Rorate Caeli

Italian-American Weddings and the First Miracle of Jesus





We read in the second chapter of the Gospel of John: “Jesus performed this first of his signs at Cana in Galilee. Thus did he reveal his glory, and his disciples believed in him.”   For me, when reading this account of the wedding feast at Cana: the question that comes to my mind is this: "Have you ever been to an Italian-American wedding?"  Not an Italian wedding—something different yet similar but different—but an Italian-American wedding.  Now I do not mean one of those toned-down, Americanized, rather staid affairs with pasta stations (imagine such a thing as a pasta station!), not these planned out affairs where the mother of the bride is out of place in her pastel lacy dress.  The scene of today’s gospel is a Jewish wedding, and if the truth be known, and it is known, there are striking similarities between the ethnicity of Italians and Jews. Mothers and chicken soup.  Matzoh balls and little meatballs.  Need I say more.  

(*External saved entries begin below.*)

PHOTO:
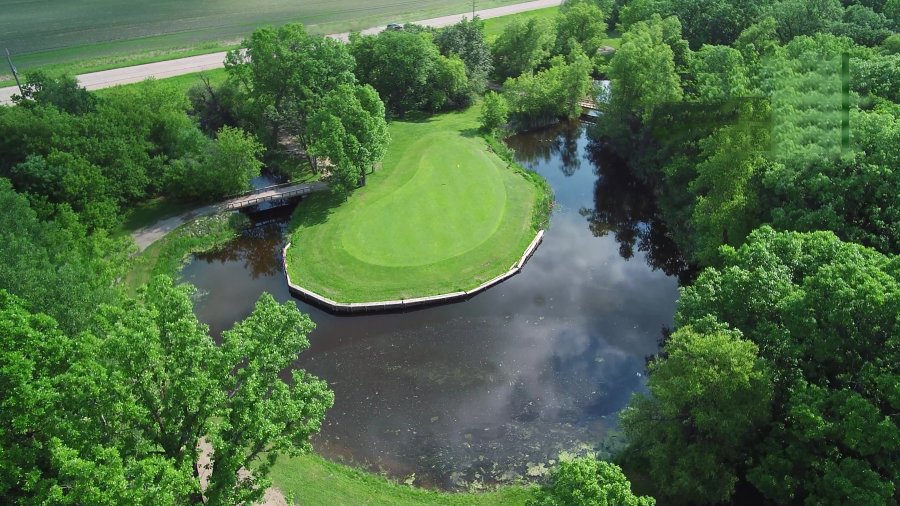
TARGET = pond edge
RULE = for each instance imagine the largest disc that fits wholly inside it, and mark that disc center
(402, 304)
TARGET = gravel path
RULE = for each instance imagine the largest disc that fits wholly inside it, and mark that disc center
(146, 236)
(180, 66)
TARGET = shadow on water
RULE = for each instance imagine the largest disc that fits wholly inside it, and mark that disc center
(483, 390)
(624, 207)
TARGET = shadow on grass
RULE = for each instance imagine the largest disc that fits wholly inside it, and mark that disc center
(315, 210)
(472, 133)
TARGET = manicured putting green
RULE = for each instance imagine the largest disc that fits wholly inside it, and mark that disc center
(443, 214)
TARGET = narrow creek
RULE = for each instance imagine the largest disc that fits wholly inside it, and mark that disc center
(486, 390)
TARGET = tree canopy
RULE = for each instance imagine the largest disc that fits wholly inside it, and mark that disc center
(124, 412)
(803, 407)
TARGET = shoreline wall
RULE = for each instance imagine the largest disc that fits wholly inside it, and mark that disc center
(399, 305)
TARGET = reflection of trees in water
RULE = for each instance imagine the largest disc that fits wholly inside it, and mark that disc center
(257, 247)
(625, 207)
(560, 140)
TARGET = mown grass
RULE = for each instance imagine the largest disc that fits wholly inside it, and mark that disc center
(443, 214)
(168, 255)
(311, 479)
(79, 37)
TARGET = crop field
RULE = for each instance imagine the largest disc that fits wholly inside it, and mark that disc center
(97, 33)
(494, 27)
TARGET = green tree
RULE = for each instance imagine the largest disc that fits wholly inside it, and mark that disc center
(863, 25)
(726, 189)
(878, 75)
(710, 393)
(643, 72)
(62, 92)
(806, 17)
(823, 315)
(119, 414)
(494, 112)
(234, 160)
(552, 93)
(586, 481)
(719, 74)
(285, 72)
(48, 258)
(522, 47)
(466, 40)
(891, 45)
(406, 69)
(583, 24)
(350, 131)
(447, 86)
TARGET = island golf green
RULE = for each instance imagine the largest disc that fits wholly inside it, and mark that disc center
(443, 214)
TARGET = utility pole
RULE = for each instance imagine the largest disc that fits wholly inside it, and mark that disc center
(16, 72)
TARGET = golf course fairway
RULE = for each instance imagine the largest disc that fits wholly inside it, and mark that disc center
(443, 214)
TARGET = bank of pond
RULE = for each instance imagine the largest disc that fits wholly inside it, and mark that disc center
(492, 390)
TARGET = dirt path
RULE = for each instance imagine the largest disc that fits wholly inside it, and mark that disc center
(145, 236)
(272, 497)
(180, 66)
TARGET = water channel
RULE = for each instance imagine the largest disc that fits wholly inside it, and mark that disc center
(484, 390)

My recollection of weddings while I was growing up in an Italian ghetto in Providence, RI,  brings forth the following images:  platters of macaroni, before it was called pasta, one whole platter ending up in my Uncle Tony’s plate, the chicken that was always the subject of the women’s conversation as to whether it was cooked right or cooked enough, the limp salad but with real olive oil and real vinegar. And what to drink?  Soda for the kids, served from the case, the bottle plonked down in front of you on the table. And for the rest, of course, wine, more often than not the homemade variety, whose bouquet took the breath away and whose finish was rough to say the least. 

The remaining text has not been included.